It was no easy task that Paul and his fellow apostles had to discharge. They were exposed day by day to slander, persecution, destitution, danger and death. But the Corinthian Christians in their own eyes had “arrived”; they lived as though they had already entered fully into the coming glory. Paul spoke ironically, not to make them feel ashamed, but to show them the best path to follow. He was the only one among their teachers who had a father’s affection for them; they were his children in Christ. Let the children follow their father’s example. He would soon visit them in person; for the present, he would send Timothy to see them. When he himself would come, he would discover what substance there is in those who boast so loudly of their attainments and belittle his authority. It would depend on his readers whether his visit would be a happy occasion, or whether he would have to use a big stick (4:8-21).

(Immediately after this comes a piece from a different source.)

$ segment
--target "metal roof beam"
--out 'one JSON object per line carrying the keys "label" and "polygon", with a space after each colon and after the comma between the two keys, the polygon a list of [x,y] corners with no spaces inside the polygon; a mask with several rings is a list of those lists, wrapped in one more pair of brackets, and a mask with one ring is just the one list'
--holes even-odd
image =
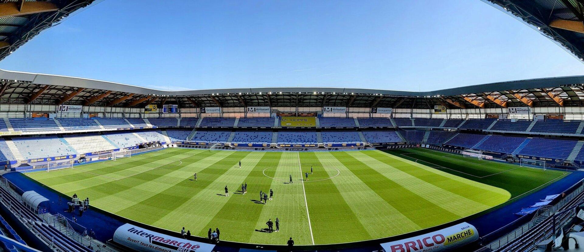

The letter which was almost finished is resumed in ch. 5 as Paul dealt with the reports just received from Stephanas and his companions. First of all, there was a case of incest in the church which might have shocked even the tolerant society of Corinth: a man was living with his father’s wife. (Whether his father was still alive or not is uncertain, but it does not affect the issue materially.) Worse than that, some members of the church actually regarded this illicit union as a fine assertion of Christian liberty, something to take pride in. Paul did not stay to argue that this state of affairs was intolerable; he ordered them to expel the offender from their fellowship at once. Let a church meeting be held and sentence of excommunication pronounced; Paul, who had already passed this judgment on the man, would be with them in spirit, concurring in the sentence. The terms of the sentence, “to deliver this man to Satan for the destruction of the flesh,” imply not merely excommunication but bodily affliction, perhaps even death—both for the vindication of the church’s good name and for the offender’s ultimate benefit: “that his spirit may be saved in the day of the Lord Jesus” (v. 5). If conduct of this kind were tolerated in the church, it would corrupt the whole fellowship as surely as a little leaven ferments the whole batch of dough. The mention of leaven reminded Paul of the festival of unleavened bread, which followed the Passover; this served as an illustration of the moral purification which should be carried out in those for whom Christ had died as the true passover Lamb (5:1-8).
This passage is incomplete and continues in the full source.